I think the problem here is just that glsl never had such a mad -
because being based on textual representation, mul and add use
operators, and a mad function just would look ugly (and generally with
glsl lax requirements, noone ever would care if you actually fuse muls
and adds).
But now with precise, you cannot fuse such separate muls and adds
freely, because the compiler can't guarantee you it will always fuse
them (and it would be shady in any case). Thus using separate muls and
adds would penalize gpus which can only do fused mul+add in a single
step (nvidia IIRC, also x86 avx with fma).
Hence "fma" being added.

I would, however, say that calling this "fma" is a very serious (but
unfixable now) spec bug. Noone ever talks about a "fused multiply add"
when it actually may as well be unfused.

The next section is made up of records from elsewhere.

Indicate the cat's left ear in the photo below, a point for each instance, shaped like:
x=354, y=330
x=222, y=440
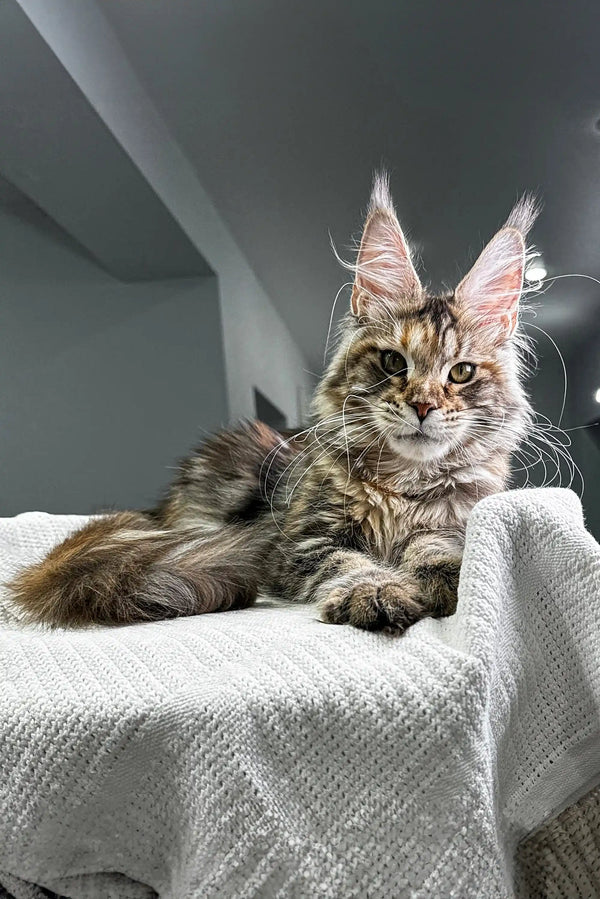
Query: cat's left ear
x=385, y=278
x=489, y=295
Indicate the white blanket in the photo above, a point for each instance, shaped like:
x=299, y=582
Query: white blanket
x=260, y=753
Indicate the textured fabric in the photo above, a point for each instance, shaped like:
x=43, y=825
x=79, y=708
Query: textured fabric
x=561, y=860
x=260, y=753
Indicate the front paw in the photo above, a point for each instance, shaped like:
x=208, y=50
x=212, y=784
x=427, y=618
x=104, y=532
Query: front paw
x=374, y=601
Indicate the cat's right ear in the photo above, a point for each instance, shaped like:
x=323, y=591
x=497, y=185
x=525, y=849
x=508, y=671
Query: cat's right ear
x=385, y=277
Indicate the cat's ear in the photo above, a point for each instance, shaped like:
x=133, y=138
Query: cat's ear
x=385, y=277
x=489, y=295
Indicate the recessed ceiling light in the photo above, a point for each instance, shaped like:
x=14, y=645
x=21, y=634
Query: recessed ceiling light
x=536, y=272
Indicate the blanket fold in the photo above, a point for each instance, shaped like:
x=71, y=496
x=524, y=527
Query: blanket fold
x=261, y=753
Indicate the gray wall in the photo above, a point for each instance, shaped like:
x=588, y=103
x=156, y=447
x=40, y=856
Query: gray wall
x=103, y=385
x=546, y=389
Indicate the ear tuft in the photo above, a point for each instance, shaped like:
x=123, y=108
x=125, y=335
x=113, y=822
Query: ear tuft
x=385, y=278
x=489, y=294
x=381, y=196
x=524, y=214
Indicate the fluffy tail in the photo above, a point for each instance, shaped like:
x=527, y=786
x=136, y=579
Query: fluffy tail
x=125, y=568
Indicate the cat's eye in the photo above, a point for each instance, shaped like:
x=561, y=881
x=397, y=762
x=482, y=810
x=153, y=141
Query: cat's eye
x=392, y=362
x=461, y=372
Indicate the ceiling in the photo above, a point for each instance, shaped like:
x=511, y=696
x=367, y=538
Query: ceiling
x=285, y=109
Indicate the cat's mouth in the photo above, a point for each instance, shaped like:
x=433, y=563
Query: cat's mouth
x=413, y=435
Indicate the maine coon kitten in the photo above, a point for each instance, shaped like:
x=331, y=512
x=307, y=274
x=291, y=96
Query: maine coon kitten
x=365, y=513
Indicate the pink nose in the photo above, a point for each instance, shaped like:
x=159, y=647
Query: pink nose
x=422, y=409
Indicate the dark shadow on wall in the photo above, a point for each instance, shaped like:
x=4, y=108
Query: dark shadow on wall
x=103, y=385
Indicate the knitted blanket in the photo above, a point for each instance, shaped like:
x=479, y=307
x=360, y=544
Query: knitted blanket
x=261, y=753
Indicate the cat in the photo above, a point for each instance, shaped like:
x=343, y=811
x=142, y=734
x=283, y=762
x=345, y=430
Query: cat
x=364, y=513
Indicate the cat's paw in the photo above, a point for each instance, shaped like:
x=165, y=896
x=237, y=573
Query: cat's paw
x=375, y=602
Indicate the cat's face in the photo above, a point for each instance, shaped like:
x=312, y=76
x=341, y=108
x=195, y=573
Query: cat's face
x=421, y=377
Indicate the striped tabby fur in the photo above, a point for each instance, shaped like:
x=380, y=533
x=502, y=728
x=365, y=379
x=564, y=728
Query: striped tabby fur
x=365, y=512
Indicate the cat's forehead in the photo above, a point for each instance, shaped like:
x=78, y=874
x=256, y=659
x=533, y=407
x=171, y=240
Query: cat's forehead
x=426, y=332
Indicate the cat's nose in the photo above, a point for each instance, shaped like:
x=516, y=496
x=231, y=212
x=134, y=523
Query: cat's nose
x=422, y=409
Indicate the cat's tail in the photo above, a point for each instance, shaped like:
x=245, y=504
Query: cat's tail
x=124, y=568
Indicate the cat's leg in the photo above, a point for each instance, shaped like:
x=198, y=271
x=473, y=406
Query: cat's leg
x=350, y=587
x=434, y=559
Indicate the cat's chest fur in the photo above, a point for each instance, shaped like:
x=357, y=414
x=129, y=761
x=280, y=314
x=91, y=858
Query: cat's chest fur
x=388, y=518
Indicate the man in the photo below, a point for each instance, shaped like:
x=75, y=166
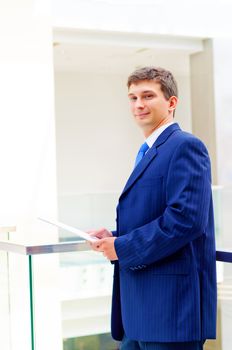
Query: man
x=164, y=293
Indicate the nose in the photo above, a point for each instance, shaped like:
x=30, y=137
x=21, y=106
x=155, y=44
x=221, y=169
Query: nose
x=139, y=103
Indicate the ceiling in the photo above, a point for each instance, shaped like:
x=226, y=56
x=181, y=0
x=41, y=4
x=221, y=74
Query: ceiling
x=114, y=53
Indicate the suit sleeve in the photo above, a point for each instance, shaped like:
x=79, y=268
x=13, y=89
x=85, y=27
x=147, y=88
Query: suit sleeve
x=188, y=195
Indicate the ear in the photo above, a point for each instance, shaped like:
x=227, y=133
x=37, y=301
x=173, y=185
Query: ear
x=173, y=100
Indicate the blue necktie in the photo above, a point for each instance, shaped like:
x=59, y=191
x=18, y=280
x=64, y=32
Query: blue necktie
x=141, y=153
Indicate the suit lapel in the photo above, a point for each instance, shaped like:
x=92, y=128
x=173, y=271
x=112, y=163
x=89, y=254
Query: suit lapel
x=150, y=155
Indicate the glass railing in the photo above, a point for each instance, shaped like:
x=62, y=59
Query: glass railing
x=58, y=295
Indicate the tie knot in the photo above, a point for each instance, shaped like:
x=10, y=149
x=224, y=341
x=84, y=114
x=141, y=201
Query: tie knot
x=144, y=148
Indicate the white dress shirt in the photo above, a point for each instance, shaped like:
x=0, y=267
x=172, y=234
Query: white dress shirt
x=154, y=136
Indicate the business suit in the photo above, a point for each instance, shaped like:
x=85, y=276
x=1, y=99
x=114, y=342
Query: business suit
x=165, y=277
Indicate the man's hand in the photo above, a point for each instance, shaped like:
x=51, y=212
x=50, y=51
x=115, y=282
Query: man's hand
x=106, y=246
x=101, y=233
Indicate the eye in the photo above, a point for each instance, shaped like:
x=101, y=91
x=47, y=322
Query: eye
x=132, y=98
x=149, y=96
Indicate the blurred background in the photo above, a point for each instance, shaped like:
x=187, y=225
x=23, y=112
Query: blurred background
x=68, y=142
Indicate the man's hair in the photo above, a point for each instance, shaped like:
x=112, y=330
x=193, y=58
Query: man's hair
x=159, y=75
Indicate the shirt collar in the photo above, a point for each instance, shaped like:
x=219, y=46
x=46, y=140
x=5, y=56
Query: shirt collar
x=154, y=136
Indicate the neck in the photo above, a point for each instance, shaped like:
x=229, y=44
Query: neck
x=148, y=132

This is just confusing as hell.
Call it mad, fmuladd (as llvm does), mfma ("maybe fused"...) or
whatever, but not fma. (fwiw d3d is sane there - single may be fused or
unfused, and it's called mad, with doubles it is guaranteed to always be
fused, and it's called dfma accordingly.)
And fwiw I got confused by this too earlier, thinking it has to be fused
- certainly opencl etc. really want to use a fused one if they use fma.
This also means I was wrong earlier when there were some problems with
fma / mad on nouveau drivers - since fma can apparently be unfused,
there's no point for the mesa state tracker to ever use the tgsi fma
opcode, and it should always use MAD instead as far as I can tell (but
of course setting the precise bit accordingly).

Roland